でもそうやって考えていたものを、現場で監督から「アイデアがほしい」と言われたときに出せるようにはしていました。
――曽田さんは事前の準備はする方ですか。
曽田:考えるんですけど、それを一度忘れて現場に入ってます。軸はブレさせずに、でもスタートまでは何も考えない。余計なことを考えるとできなくなってしまうタイプなので。
――それぞれ演じる上で軸としていたところは何ですか。
曽田:幸多が周りの人のことを大切にしているところは絶対にブレさせずにいようと思っていました。その辺りはモノローグにも現れてくるので。
佐藤:僕も同じというか、人のことを大切にできるところが幸多と直哉が似ているところだと思うんですよね。その気持ちが大きかったと思います。
――印象に残っているシーンは?
佐藤:(曽田に向けて)直哉の家のシーンは濃くなかった?
曽田:濃かったですね。
佐藤:撮影期間の最初の方に直哉の家でのシーンをまとめて撮ったんですけど、一緒に寝たりとか、とにかく二人の距離が近いシーンが多くて。だから(撮影の)後半はもう慣れているから距離が近いとかも感じなくなっていて。
実はキスシーンはその撮影のあとに撮ったので、「ドキドキするんだろうな」とかって思っていたんですけど、もう近いのに慣れてたから思っていたほどではなくて(笑)。

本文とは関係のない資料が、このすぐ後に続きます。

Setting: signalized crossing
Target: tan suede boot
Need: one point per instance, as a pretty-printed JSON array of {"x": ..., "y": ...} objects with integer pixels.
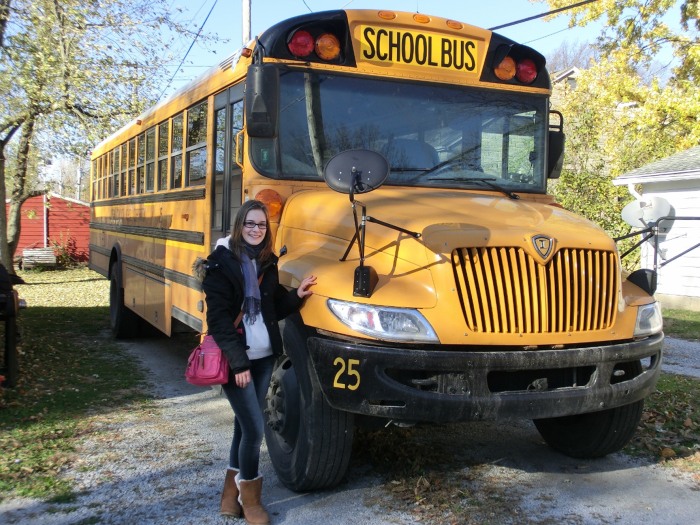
[
  {"x": 229, "y": 497},
  {"x": 250, "y": 492}
]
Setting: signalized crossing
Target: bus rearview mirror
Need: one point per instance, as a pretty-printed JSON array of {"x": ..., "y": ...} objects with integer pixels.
[{"x": 356, "y": 171}]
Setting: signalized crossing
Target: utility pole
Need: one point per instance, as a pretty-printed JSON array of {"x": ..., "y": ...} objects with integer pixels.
[{"x": 246, "y": 20}]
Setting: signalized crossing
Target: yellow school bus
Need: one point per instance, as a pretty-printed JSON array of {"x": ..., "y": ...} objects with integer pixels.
[{"x": 404, "y": 159}]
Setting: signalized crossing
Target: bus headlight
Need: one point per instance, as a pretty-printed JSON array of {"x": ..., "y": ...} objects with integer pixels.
[
  {"x": 649, "y": 320},
  {"x": 384, "y": 323}
]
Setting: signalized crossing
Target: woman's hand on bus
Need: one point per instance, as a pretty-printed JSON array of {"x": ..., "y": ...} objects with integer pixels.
[
  {"x": 306, "y": 284},
  {"x": 243, "y": 378}
]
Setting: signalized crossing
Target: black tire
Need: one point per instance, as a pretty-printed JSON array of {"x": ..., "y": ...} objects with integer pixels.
[
  {"x": 124, "y": 323},
  {"x": 594, "y": 434},
  {"x": 309, "y": 441}
]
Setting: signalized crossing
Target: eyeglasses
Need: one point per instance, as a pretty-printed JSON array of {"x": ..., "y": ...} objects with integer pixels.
[{"x": 251, "y": 225}]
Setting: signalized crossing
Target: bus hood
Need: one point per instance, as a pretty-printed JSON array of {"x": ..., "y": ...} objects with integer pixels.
[{"x": 446, "y": 220}]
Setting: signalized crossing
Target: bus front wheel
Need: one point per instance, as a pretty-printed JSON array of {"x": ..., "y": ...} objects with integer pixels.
[
  {"x": 594, "y": 434},
  {"x": 123, "y": 322},
  {"x": 309, "y": 441}
]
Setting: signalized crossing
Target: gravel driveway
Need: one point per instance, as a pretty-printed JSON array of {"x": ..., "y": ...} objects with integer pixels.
[{"x": 164, "y": 463}]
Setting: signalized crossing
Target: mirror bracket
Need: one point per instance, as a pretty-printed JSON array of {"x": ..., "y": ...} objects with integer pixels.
[{"x": 355, "y": 172}]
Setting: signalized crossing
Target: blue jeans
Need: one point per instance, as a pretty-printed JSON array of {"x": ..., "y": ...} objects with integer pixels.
[{"x": 248, "y": 422}]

曽田:逆に幸多からほっぺにチューするシーンの方を先に撮っているんですよ。「俺の方がキスするの先じゃん」って思って(笑)。でも直哉の家のシーンから始められたことで、早く仲良くなれたっていうのはあったので良かったです。
佐藤:最初に一対一で向き合うシーンを撮れたから、作品へ入り込みやすかったし、今思うといい順番で撮っていただいたんだと思います。
――楽しいキャンパスライフシーンもありますよね。
曽田:学生役のキャストさんは面白い方がたくさんいらっしゃって、同年代が多かったのでみんなでしゃべったりしているだけですごく楽しかったです。僕のリアルな大学生活とは全く違う楽しい時間を過ごせました(笑)。
――実際はあんな感じではなかったと?
曽田:僕の大学生活はとにかく授業を受けてすぐに帰るみたいな。工業大学で男子が多かったので、今回、違ういい思い出を作れました(笑)。
佐藤:さっきも言いましたけど、撮影が直哉の家のシーンからだったので、直哉が一人で家にいるシーンもあるから、その期間は先に一人のシーンを撮って、二人のシーンを撮って、最後にまた一人のシーンを撮る、みたいな。ずっと出演シーンが続いて大変だったんです。
けど、大学でのシーンは逆に出番が少なくて、空き時間に『るろうに剣心』を見始めて終わるくらい余裕があったんですよね。大変なシーンから解放されたあとでもあったので、普通にキャンパスライフを楽しんでました(笑)。